Unveiling a Future of Intelligent Interaction

The combination of RAG and Knowledge Graphs goes beyond just being a technological fusion. It paves the way for a future where the interaction between humans and computers goes beyond simple words and becomes a more informed and refined form of communication. As these technologies continue to develop, we can expect to witness a significant transformation in:

• AI-powered assistants that answer your questions with the confidence of a well-read friend, seamlessly combining relevant facts and insights gleaned from Knowledge Graphs.
• Next-generation search engines that go beyond keyword matching, understanding the deeper meaning behind your queries and delivering comprehensive, contextual results enriched with information from Knowledge Graphs.
• Creative writing tools that utilise RAG and Knowledge Graphs to generate stories that are both factually accurate and full of unexpected plot twists and character development, moving beyond clichéd patterns.

Conclusion

The convergence of Retrieval Augmented Generation (RAG) and Knowledge Graphs brings about an exciting synergy in the world of Natural Language Processing (NLP). RAG enhances the output of large language models by carefully selecting relevant information from external sources and Knowledge Graphs, allowing for well-informed and detailed responses. KGs, on the other hand, provide a structured representation of real-world entities and their relationships, enabling the exploration of hidden insights and the discovery of complex connections.

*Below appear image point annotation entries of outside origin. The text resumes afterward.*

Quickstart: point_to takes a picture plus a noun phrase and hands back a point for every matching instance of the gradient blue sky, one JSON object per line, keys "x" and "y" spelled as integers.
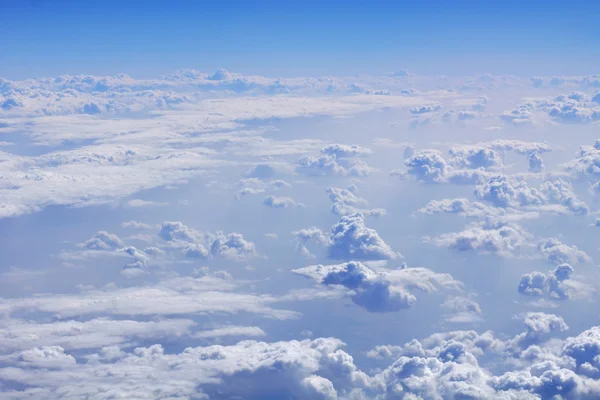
{"x": 285, "y": 38}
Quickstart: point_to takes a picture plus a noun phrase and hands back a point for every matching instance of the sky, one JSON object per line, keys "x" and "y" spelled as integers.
{"x": 299, "y": 200}
{"x": 309, "y": 38}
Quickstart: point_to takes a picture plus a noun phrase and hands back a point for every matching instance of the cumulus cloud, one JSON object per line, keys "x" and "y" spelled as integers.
{"x": 345, "y": 151}
{"x": 194, "y": 244}
{"x": 556, "y": 252}
{"x": 345, "y": 202}
{"x": 280, "y": 202}
{"x": 555, "y": 284}
{"x": 102, "y": 240}
{"x": 351, "y": 239}
{"x": 379, "y": 291}
{"x": 492, "y": 236}
{"x": 552, "y": 196}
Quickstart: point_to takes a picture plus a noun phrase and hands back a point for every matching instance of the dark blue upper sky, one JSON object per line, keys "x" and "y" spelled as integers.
{"x": 291, "y": 38}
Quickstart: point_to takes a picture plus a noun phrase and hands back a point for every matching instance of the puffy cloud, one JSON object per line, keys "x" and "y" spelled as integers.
{"x": 460, "y": 206}
{"x": 380, "y": 291}
{"x": 538, "y": 325}
{"x": 345, "y": 151}
{"x": 555, "y": 284}
{"x": 475, "y": 157}
{"x": 252, "y": 186}
{"x": 305, "y": 236}
{"x": 427, "y": 166}
{"x": 426, "y": 108}
{"x": 409, "y": 151}
{"x": 280, "y": 202}
{"x": 502, "y": 193}
{"x": 322, "y": 166}
{"x": 518, "y": 146}
{"x": 268, "y": 170}
{"x": 556, "y": 252}
{"x": 536, "y": 164}
{"x": 573, "y": 108}
{"x": 102, "y": 240}
{"x": 346, "y": 202}
{"x": 430, "y": 167}
{"x": 491, "y": 236}
{"x": 351, "y": 239}
{"x": 462, "y": 310}
{"x": 194, "y": 244}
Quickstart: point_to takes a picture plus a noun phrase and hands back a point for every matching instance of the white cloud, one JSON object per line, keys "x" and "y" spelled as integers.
{"x": 383, "y": 290}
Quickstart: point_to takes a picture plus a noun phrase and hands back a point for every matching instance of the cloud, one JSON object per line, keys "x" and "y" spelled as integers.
{"x": 555, "y": 284}
{"x": 379, "y": 291}
{"x": 194, "y": 244}
{"x": 427, "y": 108}
{"x": 345, "y": 151}
{"x": 474, "y": 158}
{"x": 322, "y": 166}
{"x": 102, "y": 240}
{"x": 429, "y": 166}
{"x": 499, "y": 191}
{"x": 489, "y": 237}
{"x": 536, "y": 164}
{"x": 346, "y": 202}
{"x": 281, "y": 202}
{"x": 351, "y": 239}
{"x": 557, "y": 252}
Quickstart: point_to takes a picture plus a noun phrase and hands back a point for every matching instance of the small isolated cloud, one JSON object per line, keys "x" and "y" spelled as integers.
{"x": 144, "y": 203}
{"x": 102, "y": 240}
{"x": 345, "y": 151}
{"x": 351, "y": 239}
{"x": 491, "y": 236}
{"x": 556, "y": 252}
{"x": 197, "y": 244}
{"x": 556, "y": 284}
{"x": 345, "y": 202}
{"x": 536, "y": 164}
{"x": 552, "y": 196}
{"x": 321, "y": 166}
{"x": 379, "y": 291}
{"x": 280, "y": 202}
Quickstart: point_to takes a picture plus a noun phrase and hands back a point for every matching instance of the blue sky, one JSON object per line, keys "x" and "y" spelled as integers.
{"x": 226, "y": 234}
{"x": 298, "y": 38}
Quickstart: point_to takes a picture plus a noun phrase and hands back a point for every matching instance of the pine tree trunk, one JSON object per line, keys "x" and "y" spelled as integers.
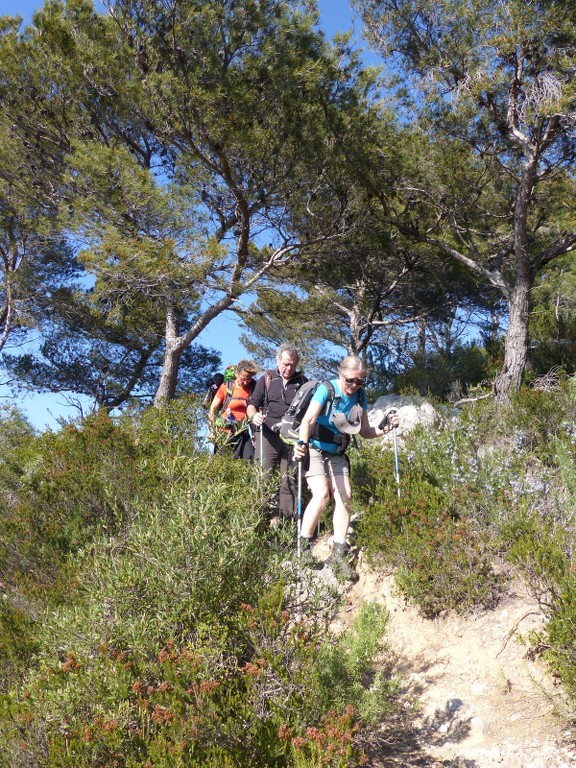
{"x": 516, "y": 344}
{"x": 174, "y": 348}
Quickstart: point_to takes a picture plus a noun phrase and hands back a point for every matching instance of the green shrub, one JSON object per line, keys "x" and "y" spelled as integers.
{"x": 183, "y": 649}
{"x": 545, "y": 556}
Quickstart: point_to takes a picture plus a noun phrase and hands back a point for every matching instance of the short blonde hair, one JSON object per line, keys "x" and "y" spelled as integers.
{"x": 353, "y": 363}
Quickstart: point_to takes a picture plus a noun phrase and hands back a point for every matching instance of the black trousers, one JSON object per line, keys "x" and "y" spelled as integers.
{"x": 239, "y": 445}
{"x": 277, "y": 455}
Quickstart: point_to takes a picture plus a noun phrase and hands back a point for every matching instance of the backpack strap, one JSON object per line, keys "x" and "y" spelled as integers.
{"x": 267, "y": 379}
{"x": 230, "y": 392}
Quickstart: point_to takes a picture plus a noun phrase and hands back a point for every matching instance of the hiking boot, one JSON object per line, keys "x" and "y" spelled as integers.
{"x": 307, "y": 559}
{"x": 340, "y": 563}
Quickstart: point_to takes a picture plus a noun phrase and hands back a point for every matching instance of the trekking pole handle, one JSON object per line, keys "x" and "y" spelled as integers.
{"x": 384, "y": 421}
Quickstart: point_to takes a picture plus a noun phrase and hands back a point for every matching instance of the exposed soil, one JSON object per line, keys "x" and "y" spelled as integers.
{"x": 474, "y": 696}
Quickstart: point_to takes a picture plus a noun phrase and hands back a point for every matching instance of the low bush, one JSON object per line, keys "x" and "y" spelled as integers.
{"x": 181, "y": 649}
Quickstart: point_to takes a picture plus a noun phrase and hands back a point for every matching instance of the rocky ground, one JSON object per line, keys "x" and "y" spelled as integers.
{"x": 474, "y": 696}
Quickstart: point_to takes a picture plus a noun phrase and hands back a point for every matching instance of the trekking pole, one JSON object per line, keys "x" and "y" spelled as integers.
{"x": 396, "y": 463}
{"x": 298, "y": 531}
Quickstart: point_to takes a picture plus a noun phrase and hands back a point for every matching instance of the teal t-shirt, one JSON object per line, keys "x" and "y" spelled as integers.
{"x": 340, "y": 404}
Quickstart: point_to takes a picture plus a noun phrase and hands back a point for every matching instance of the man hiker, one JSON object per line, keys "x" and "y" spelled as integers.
{"x": 274, "y": 392}
{"x": 227, "y": 415}
{"x": 321, "y": 444}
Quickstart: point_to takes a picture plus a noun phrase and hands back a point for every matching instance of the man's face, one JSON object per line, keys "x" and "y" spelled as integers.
{"x": 287, "y": 365}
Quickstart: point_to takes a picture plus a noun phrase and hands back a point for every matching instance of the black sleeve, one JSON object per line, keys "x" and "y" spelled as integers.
{"x": 257, "y": 398}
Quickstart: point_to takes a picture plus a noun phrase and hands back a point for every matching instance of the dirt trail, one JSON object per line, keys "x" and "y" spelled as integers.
{"x": 474, "y": 697}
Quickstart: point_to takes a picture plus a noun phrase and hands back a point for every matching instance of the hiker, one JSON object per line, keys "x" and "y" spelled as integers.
{"x": 328, "y": 469}
{"x": 273, "y": 394}
{"x": 229, "y": 429}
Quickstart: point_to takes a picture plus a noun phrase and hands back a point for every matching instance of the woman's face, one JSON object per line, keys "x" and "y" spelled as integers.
{"x": 351, "y": 380}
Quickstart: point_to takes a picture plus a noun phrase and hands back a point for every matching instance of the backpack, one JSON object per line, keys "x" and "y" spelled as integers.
{"x": 214, "y": 382}
{"x": 287, "y": 428}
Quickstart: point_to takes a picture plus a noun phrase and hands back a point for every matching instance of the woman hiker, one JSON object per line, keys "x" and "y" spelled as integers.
{"x": 323, "y": 439}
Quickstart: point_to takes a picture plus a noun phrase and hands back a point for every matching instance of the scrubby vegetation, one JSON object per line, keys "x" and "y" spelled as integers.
{"x": 491, "y": 490}
{"x": 148, "y": 613}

The integration of RAG and Knowledge Graphs opens up two pipeline possibilities. The LLM-centric pipeline prioritises the language model’s output, which is then enriched with information retrieved from Knowledge Graphs. The Knowledge Graphs-centric pipeline, on the other hand, places Knowledge Graphs at the center, utilising RAG techniques to translate the structured insights into compelling and informative language.

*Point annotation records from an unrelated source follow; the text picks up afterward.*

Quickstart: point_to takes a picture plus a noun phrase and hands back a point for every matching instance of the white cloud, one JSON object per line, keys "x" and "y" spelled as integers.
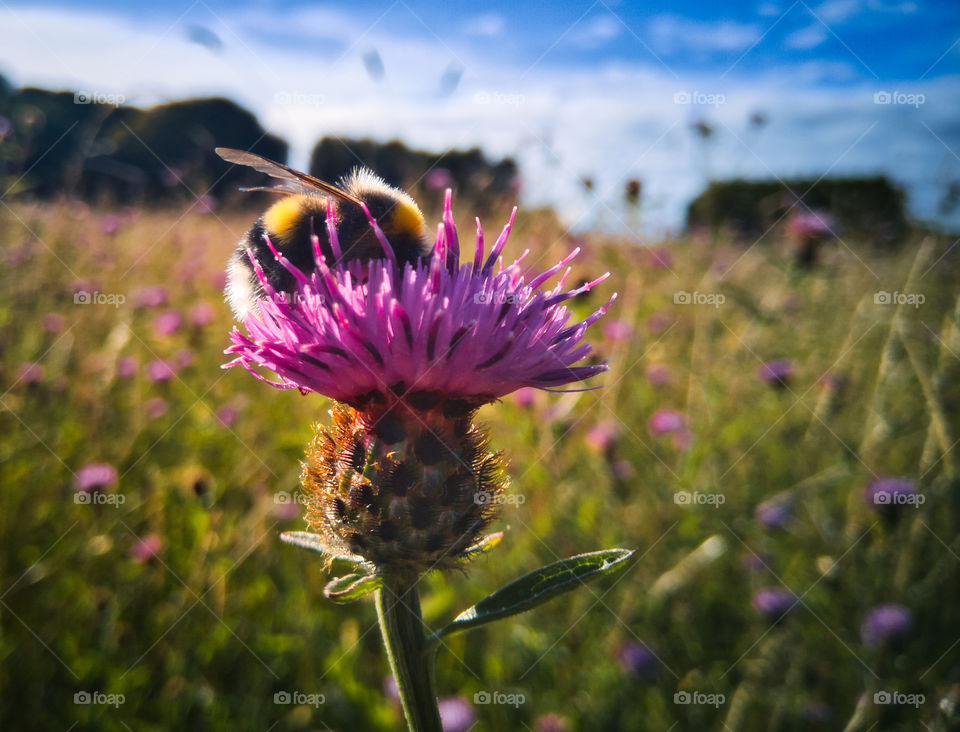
{"x": 612, "y": 121}
{"x": 595, "y": 32}
{"x": 806, "y": 38}
{"x": 672, "y": 33}
{"x": 488, "y": 25}
{"x": 838, "y": 11}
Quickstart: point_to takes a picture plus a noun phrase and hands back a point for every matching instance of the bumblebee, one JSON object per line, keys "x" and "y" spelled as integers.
{"x": 302, "y": 212}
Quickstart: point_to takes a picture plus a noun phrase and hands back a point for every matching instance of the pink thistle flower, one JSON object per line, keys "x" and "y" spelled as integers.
{"x": 438, "y": 179}
{"x": 202, "y": 314}
{"x": 161, "y": 370}
{"x": 660, "y": 258}
{"x": 95, "y": 476}
{"x": 227, "y": 415}
{"x": 777, "y": 373}
{"x": 617, "y": 330}
{"x": 525, "y": 397}
{"x": 371, "y": 333}
{"x": 150, "y": 297}
{"x": 666, "y": 422}
{"x": 147, "y": 547}
{"x": 167, "y": 323}
{"x": 658, "y": 322}
{"x": 658, "y": 374}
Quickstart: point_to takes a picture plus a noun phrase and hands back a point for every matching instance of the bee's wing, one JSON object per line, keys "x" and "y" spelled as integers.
{"x": 284, "y": 189}
{"x": 284, "y": 173}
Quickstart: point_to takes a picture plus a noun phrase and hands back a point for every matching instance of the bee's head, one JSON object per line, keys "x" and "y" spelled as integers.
{"x": 396, "y": 213}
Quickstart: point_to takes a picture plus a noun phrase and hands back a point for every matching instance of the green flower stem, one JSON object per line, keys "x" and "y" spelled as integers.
{"x": 398, "y": 609}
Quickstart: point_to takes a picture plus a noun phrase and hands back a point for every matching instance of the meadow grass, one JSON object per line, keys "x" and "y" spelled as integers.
{"x": 205, "y": 626}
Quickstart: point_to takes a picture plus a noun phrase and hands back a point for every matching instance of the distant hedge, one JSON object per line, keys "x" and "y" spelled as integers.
{"x": 62, "y": 143}
{"x": 871, "y": 206}
{"x": 59, "y": 144}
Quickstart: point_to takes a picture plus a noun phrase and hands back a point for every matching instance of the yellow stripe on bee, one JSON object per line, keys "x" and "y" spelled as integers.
{"x": 283, "y": 216}
{"x": 407, "y": 218}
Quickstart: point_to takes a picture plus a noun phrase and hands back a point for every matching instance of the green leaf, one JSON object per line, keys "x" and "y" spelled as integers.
{"x": 306, "y": 540}
{"x": 482, "y": 547}
{"x": 351, "y": 587}
{"x": 537, "y": 587}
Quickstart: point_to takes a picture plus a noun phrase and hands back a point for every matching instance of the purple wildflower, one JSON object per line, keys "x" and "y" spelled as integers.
{"x": 471, "y": 331}
{"x": 150, "y": 297}
{"x": 885, "y": 623}
{"x": 658, "y": 322}
{"x": 602, "y": 436}
{"x": 525, "y": 397}
{"x": 775, "y": 512}
{"x": 637, "y": 659}
{"x": 617, "y": 330}
{"x": 777, "y": 373}
{"x": 773, "y": 602}
{"x": 202, "y": 314}
{"x": 95, "y": 476}
{"x": 660, "y": 258}
{"x": 183, "y": 358}
{"x": 161, "y": 370}
{"x": 666, "y": 421}
{"x": 438, "y": 179}
{"x": 456, "y": 714}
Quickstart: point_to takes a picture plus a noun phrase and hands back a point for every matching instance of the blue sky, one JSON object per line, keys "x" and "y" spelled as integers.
{"x": 596, "y": 88}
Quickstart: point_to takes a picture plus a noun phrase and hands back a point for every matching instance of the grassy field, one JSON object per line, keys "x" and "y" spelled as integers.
{"x": 169, "y": 599}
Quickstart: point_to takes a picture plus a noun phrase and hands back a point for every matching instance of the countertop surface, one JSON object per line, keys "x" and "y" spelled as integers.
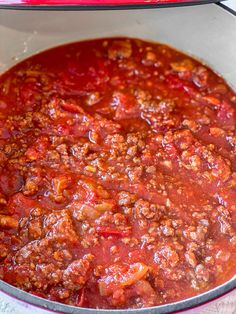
{"x": 225, "y": 305}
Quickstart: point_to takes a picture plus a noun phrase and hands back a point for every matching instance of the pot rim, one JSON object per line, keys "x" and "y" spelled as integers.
{"x": 161, "y": 309}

While integrating LLMs and a knowledge graph for content retrieval requires careful planning, the reward is significant. You can gain access to hidden relationships within information, ultimately leading to higher-quality output information.

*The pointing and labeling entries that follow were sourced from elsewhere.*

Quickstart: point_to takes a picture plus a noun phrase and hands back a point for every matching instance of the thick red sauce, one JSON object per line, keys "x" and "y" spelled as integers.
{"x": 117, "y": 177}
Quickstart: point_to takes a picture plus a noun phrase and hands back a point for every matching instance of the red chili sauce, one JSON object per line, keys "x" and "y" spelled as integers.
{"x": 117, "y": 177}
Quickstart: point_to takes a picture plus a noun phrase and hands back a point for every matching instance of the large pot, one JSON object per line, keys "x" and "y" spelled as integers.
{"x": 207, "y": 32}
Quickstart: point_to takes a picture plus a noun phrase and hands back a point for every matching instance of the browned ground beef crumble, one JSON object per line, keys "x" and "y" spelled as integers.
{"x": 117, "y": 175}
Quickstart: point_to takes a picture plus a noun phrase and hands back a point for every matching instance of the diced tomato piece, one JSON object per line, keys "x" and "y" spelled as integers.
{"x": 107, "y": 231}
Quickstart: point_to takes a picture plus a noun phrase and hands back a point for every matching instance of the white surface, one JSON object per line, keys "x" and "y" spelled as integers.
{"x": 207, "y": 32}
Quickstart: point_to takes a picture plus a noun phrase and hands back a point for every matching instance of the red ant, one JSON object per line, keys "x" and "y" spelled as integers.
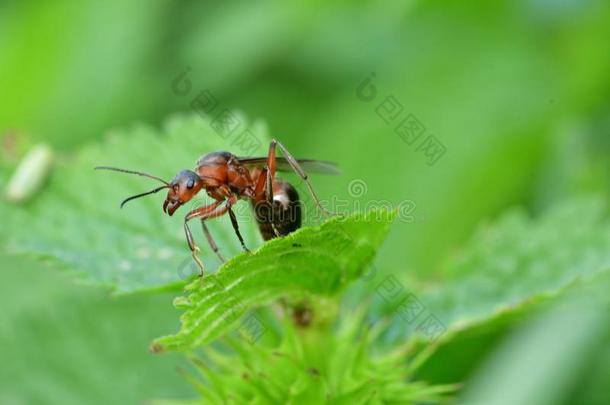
{"x": 227, "y": 178}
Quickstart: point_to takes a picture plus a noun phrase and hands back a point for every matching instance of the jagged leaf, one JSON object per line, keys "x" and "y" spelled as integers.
{"x": 75, "y": 221}
{"x": 314, "y": 260}
{"x": 519, "y": 259}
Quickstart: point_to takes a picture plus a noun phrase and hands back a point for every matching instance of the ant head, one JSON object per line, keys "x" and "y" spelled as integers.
{"x": 182, "y": 189}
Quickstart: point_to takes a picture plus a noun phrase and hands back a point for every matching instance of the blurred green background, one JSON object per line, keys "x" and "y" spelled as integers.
{"x": 517, "y": 92}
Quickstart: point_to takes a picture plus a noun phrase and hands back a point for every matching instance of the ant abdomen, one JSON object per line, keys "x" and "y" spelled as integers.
{"x": 283, "y": 214}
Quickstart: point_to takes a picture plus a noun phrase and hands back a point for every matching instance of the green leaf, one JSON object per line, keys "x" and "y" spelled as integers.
{"x": 75, "y": 221}
{"x": 302, "y": 368}
{"x": 315, "y": 260}
{"x": 510, "y": 269}
{"x": 519, "y": 260}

Tools like OpenAI, Langchain, and LlamaIndex provide ready-made pipelines to integrate knowledge graphs (like Neo4j) easily. Meanwhile, open-source LLMs like Mistral, Llama, and Dolphin are catching up to proprietary models in performance, making them attractive choices for building custom architectures. This open-source scenario allows for the exploration and examination of various methods before fully committing to a particular technological framework. So, it is crucial to evaluate your needs and choose the approach that best fits your use case.